Mentre gli Stati Uniti si affidano a politiche aggressive, la Cina ha adottato una strategia completamente diversa. La Belt and Road Initiative, avviata oltre dieci anni fa, è un esempio di come Pechino stia costruendo relazioni economiche e infrastrutturali a lungo termine. Investimenti per oltre un trilione di dollari, eliminazione delle tariffe per i paesi in via di sviluppo e sostegno alla pace attraverso le istituzioni internazionali sono solo alcuni degli elementi che caratterizzano l’approccio cinese. Questa politica inclusiva ha permesso alla Cina di rafforzare la propria leadership globale, mentre gli Stati Uniti si concentrano su sanzioni e minacce.

Anche sul fronte economico globale, gli Stati Uniti stanno perdendo terreno. I paesi del BRICS, che rappresentano oggi il 35% del PIL globale rispetto al 30% dei paesi del G7, stanno dimostrando una crescita costante e significativa. L’Asia, in particolare, si conferma il motore dell’economia mondiale, con tassi di crescita molto superiori a quelli dell’Occidente. La produzione industriale, la capacità di innovazione tecnologica e lo sviluppo di nuove rotte commerciali stanno spostando l’asse economico verso Est, lasciando gli Stati Uniti in una posizione sempre più arretrata.

Anche nel settore automobilistico, tradizionalmente dominato dai paesi occidentali, la Cina sta emergendo come leader. Automobili cinesi, un tempo criticate per la scarsa qualità, stanno conquistando mercati globali grazie a un ottimo rapporto qualità-prezzo. Questo progresso tecnologico e industriale dimostra come la Cina stia superando gli Stati Uniti in settori chiave, mettendo in discussione la capacità americana di competere su scala globale.
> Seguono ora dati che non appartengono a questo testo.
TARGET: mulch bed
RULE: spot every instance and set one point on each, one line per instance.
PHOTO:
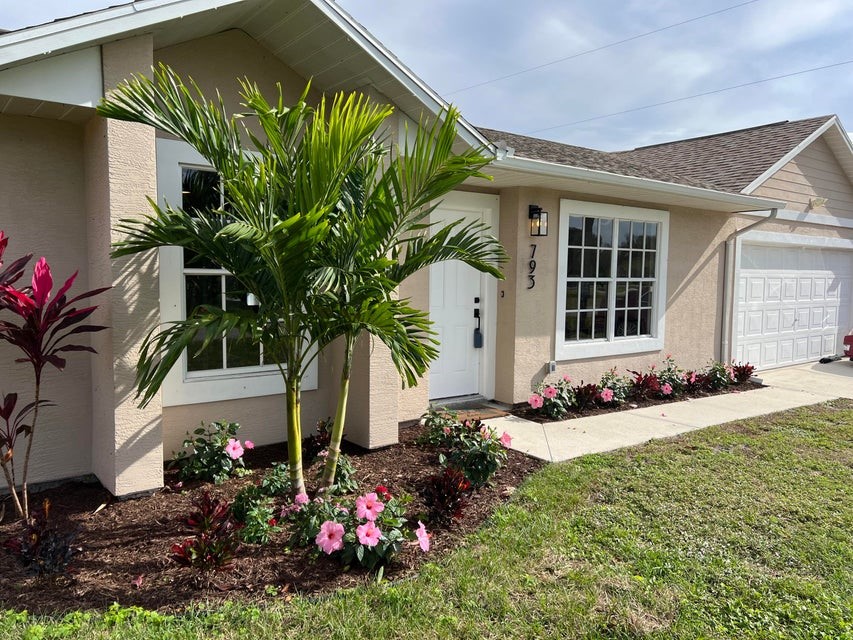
(125, 544)
(524, 410)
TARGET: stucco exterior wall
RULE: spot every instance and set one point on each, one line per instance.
(527, 317)
(42, 209)
(120, 167)
(219, 61)
(814, 173)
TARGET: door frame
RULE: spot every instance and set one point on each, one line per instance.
(773, 238)
(489, 205)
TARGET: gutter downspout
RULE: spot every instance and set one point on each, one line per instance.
(729, 285)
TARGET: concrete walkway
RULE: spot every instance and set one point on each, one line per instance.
(787, 388)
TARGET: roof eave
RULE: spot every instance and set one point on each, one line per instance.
(733, 202)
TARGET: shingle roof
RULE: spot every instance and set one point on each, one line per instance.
(560, 153)
(724, 162)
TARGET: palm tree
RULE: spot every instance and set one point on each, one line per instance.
(379, 236)
(277, 192)
(317, 222)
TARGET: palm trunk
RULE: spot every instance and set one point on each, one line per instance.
(340, 418)
(294, 433)
(24, 495)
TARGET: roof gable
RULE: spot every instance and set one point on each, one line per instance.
(735, 161)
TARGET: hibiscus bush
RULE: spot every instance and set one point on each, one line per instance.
(553, 399)
(368, 531)
(212, 453)
(556, 399)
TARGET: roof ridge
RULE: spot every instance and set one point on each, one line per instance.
(724, 133)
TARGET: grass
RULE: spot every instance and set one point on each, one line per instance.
(739, 531)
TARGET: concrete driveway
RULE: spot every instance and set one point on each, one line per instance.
(786, 388)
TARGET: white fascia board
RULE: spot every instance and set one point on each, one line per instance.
(388, 61)
(789, 215)
(69, 78)
(37, 42)
(793, 153)
(552, 169)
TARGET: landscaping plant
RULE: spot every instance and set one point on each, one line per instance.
(321, 222)
(48, 322)
(215, 538)
(43, 549)
(212, 453)
(444, 496)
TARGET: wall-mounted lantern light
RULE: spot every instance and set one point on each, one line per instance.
(538, 221)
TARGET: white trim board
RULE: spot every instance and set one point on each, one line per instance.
(793, 153)
(789, 215)
(787, 239)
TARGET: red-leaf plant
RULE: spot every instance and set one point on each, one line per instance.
(43, 332)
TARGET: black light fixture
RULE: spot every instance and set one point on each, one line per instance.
(538, 221)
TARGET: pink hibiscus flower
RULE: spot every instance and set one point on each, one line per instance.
(233, 448)
(368, 534)
(422, 536)
(331, 537)
(368, 506)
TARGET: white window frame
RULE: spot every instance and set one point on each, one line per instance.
(574, 350)
(182, 386)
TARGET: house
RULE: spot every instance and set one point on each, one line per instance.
(738, 245)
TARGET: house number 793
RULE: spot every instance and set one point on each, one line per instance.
(531, 275)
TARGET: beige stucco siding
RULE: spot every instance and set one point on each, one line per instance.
(42, 210)
(814, 173)
(527, 317)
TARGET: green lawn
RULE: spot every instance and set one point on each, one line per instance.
(739, 531)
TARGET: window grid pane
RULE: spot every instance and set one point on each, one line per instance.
(595, 271)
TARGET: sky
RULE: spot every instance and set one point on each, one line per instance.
(662, 51)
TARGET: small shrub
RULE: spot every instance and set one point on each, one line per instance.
(718, 376)
(645, 385)
(254, 510)
(442, 428)
(444, 496)
(43, 549)
(671, 379)
(553, 399)
(585, 396)
(742, 372)
(619, 388)
(368, 532)
(276, 481)
(216, 453)
(314, 444)
(345, 481)
(216, 538)
(478, 453)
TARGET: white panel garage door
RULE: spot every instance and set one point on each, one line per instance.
(793, 304)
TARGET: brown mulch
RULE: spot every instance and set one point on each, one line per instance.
(124, 545)
(523, 410)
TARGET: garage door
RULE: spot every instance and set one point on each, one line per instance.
(793, 304)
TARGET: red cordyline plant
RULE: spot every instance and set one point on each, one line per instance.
(47, 322)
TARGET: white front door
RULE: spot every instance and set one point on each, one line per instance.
(793, 304)
(457, 294)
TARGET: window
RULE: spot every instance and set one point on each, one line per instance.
(205, 283)
(234, 369)
(611, 280)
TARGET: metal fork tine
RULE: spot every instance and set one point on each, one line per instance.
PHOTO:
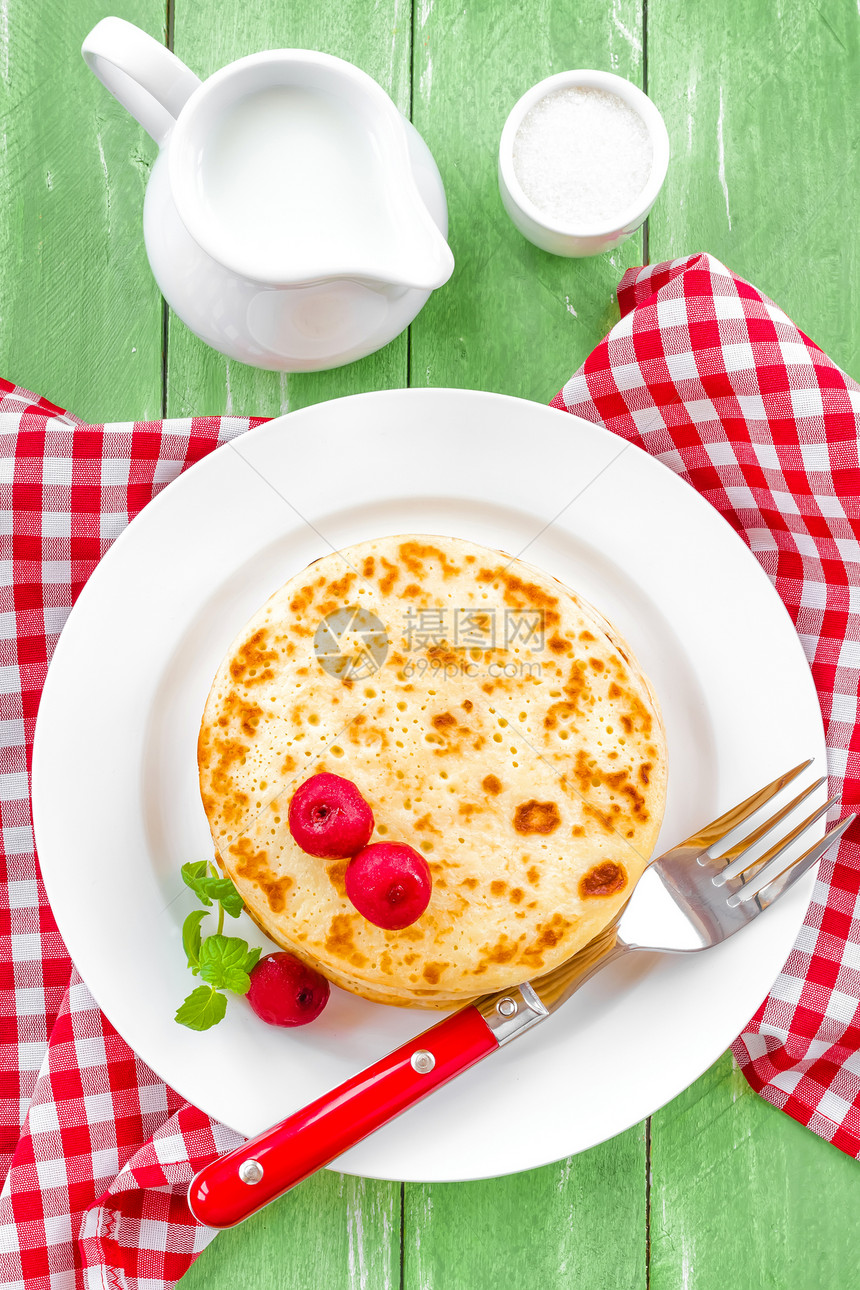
(743, 864)
(735, 853)
(780, 883)
(721, 827)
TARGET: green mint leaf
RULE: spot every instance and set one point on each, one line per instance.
(203, 1009)
(208, 888)
(222, 962)
(226, 894)
(195, 877)
(191, 937)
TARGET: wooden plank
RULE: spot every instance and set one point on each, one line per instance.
(761, 105)
(513, 317)
(80, 315)
(330, 1233)
(744, 1196)
(375, 39)
(517, 320)
(578, 1223)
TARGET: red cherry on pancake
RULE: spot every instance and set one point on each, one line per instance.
(284, 991)
(390, 884)
(329, 818)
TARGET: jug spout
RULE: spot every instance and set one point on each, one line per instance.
(418, 263)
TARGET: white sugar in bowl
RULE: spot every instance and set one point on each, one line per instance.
(582, 159)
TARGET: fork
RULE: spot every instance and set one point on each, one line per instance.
(714, 893)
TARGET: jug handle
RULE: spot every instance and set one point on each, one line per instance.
(150, 81)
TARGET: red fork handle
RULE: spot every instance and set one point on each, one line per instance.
(285, 1155)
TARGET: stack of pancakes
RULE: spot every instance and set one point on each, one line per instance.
(490, 717)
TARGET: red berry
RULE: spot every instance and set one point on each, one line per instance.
(390, 884)
(330, 818)
(285, 991)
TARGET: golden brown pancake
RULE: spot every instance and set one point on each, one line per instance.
(491, 719)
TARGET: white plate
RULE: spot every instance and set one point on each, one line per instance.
(115, 790)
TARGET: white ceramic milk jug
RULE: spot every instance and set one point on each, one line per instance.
(293, 219)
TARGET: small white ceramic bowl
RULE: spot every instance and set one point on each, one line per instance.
(569, 239)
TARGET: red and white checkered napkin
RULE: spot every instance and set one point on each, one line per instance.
(97, 1152)
(702, 372)
(711, 377)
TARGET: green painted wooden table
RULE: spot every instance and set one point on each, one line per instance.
(762, 103)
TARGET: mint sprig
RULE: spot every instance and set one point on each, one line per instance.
(222, 962)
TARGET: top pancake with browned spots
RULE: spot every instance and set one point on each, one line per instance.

La strategia di Trump, basata su una guerra commerciale e tariffaria, sembra quindi destinata al fallimento. La crescita dei BRICS, l’espansione della Cina e il declino economico e politico dell’Occidente rappresentano una combinazione di fattori che difficilmente potranno essere invertiti nel breve termine. La guerra, che per decenni è stata il principale strumento di politica estera americana, si sta rivelando sempre più costosa e inefficace. Paesi alleati, come quelli dell’Unione Europea, stanno mostrando segni di malcontento, evidenziando una crescente disillusione nei confronti della leadership americana.